La crise de 2008 illustre parfaitement le paradoxe de Minsky (ou paradoxe de la tranquillité) découvert par l’économiste américain du même nom en 1980. Ce dernier souligne que c’est sous de bons climats économiques que les instances financières prennent des risques.

B) Apparition de phénomènes agissant sur l’ensemble de l’économie mondiale

En 1929, les banques découvrent, avec la mondialisation, les horizons internationaux et c’est ainsi que certaines d’entre elles prêtent à des nations entières. Ce phénomène peut être illustré par l’aide proposée par les américains après la première guerre mondiale à la reconstruction de l’Allemagne notamment et, à plus grande échelle, le plan Marshall après la seconde guerre mondiale. Ces transferts d’argent internationaux présentent bien des avantages mais aussi des dépendances et des risques vis-à-vis des banques.

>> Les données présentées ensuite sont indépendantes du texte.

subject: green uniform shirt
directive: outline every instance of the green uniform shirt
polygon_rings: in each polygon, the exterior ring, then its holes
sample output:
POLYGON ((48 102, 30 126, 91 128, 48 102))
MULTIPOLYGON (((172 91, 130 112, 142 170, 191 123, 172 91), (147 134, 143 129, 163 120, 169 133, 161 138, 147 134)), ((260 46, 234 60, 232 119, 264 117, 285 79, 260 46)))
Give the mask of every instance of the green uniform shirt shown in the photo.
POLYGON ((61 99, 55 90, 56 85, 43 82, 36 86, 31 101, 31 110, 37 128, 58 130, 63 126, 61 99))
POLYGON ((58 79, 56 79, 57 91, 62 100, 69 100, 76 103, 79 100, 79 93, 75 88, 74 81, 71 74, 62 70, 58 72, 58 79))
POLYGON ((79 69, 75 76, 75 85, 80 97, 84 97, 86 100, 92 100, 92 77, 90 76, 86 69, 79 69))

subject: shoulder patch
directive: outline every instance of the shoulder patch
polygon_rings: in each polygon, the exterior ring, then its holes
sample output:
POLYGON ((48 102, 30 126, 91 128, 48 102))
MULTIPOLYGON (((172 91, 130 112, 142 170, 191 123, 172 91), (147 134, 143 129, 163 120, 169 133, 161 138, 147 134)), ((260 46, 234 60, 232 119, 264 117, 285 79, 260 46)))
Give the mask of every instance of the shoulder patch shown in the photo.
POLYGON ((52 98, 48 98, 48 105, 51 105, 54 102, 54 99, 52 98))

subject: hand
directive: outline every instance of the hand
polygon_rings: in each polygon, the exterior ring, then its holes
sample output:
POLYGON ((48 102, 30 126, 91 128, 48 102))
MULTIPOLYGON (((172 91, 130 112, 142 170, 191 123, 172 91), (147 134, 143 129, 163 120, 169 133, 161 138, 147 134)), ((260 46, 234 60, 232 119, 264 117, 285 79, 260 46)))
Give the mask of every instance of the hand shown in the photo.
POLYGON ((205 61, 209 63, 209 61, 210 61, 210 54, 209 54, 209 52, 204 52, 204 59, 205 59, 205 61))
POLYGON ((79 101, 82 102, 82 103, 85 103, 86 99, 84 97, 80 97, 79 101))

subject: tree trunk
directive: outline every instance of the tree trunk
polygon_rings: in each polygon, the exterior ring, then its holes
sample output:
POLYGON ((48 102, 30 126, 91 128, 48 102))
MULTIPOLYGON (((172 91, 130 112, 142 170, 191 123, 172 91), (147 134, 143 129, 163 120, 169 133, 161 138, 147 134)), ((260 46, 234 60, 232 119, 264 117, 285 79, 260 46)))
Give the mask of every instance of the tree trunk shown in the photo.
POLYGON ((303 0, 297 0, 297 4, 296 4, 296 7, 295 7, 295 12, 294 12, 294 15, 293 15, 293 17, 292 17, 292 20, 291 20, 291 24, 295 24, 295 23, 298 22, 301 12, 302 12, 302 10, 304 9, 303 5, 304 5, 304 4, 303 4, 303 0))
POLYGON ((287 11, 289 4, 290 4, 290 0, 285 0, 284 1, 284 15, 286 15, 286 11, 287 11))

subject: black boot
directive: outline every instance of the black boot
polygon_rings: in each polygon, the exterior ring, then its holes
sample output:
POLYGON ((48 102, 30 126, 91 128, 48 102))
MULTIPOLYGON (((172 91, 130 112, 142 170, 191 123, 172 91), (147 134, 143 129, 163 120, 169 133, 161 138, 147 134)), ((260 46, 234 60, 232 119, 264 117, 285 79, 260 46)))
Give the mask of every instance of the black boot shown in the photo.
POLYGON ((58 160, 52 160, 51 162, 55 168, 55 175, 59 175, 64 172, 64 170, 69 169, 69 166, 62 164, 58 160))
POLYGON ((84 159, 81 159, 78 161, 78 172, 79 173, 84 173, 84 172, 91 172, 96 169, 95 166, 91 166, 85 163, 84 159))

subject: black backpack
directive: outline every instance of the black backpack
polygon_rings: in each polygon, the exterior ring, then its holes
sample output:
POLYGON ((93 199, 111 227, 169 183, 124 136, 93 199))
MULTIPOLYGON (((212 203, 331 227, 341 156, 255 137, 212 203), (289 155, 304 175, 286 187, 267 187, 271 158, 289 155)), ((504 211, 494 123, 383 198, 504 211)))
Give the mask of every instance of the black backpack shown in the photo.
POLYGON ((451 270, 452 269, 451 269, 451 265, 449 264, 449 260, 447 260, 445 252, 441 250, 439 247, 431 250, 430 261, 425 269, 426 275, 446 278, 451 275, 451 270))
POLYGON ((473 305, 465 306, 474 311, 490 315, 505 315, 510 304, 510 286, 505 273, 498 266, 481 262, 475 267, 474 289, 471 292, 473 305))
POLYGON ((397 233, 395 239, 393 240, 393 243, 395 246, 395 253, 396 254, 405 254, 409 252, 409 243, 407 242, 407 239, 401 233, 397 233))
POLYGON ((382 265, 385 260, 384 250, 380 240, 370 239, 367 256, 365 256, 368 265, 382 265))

En effet, le krach de 1929 fait paniquer les banques et ces dernières rapatrient leurs investissements dans leur pays d’origine (l’exemple le plus flagrant est le rapatriement des investissements américains délaissant l’Allemagne et son industrie).

Que ce soit au cœur des années trente ou dans l’ « ère nouvelle » du 21ème siècle, les échanges internationaux se sont étendus et ont modifié les sphères économiques. Effectivement, on observe dans le cas de la crise des subprimes un nouveau phénomène à la mécanique complexe : la titrisation. Cela consiste à transformer les créances vis-à-vis des ménages en titres pouvant être vendus au sein des institutions financières (banques, assurances…). Ces titres présentent une part d’incertitude, de risques, d’autant plus qu’ils sont regroupés en lots composés d’autres titres de nature diverse (créances, actions …). La valeur du titre correspond à la valeur du logement pour lequel le prêt a été accordé. La valeur des logements dépend de la bulle immobilière que les banques sont en train de former malgré elles. Ce qui, implicitement, met en corrélation la valeur des titres et cette bulle immobilière. La titrisation est alors doublement risquée : la valeur des créances dépend de la bulle immobilière et également de la capacité des ménages à rembourser, ces derniers ne remplissant pas à la base les critères nécessaires au prêt. Ces titres hautement risqués vont « intoxiquer » le marché, propageant au sein des plus grandes banques des investissements douteux qui se révéleront par la suite invendables (et par conséquent ne pouvant rapporter l’argent investi).

On remarque donc que ces crises mettent en scène deux phénomènes à l’envergure mondiale : le rapatriement de la part des banques de leurs investissements, bloquant entièrement l’activité économique des pays débiteurs et la titrisation, intoxiquant le marché des titres et supprimant la confiance des banques vis-à-vis des prêts envers les ménages.

C) Des points communs et des différences

Ces deux crises à échelle mondiale ont des causes à la fois similaires et différentes. En effet, elles se déclenchent à cause de taux d’intérêt bas ainsi qu’une prise de risque dans le milieu banquier et boursier, engendrant un krach pour chacune.

Pourtant ces deux crises n’ont pas des origines tout à fait identiques. Effectivement, la crise de 1929 est liée à une bulle spéculative des actions à la bourse de Wall Street alors que celle de 2008 à une bulle immobilière (et titrisation) ainsi qu’un non-respect des critères requis pour accéder aux prêts.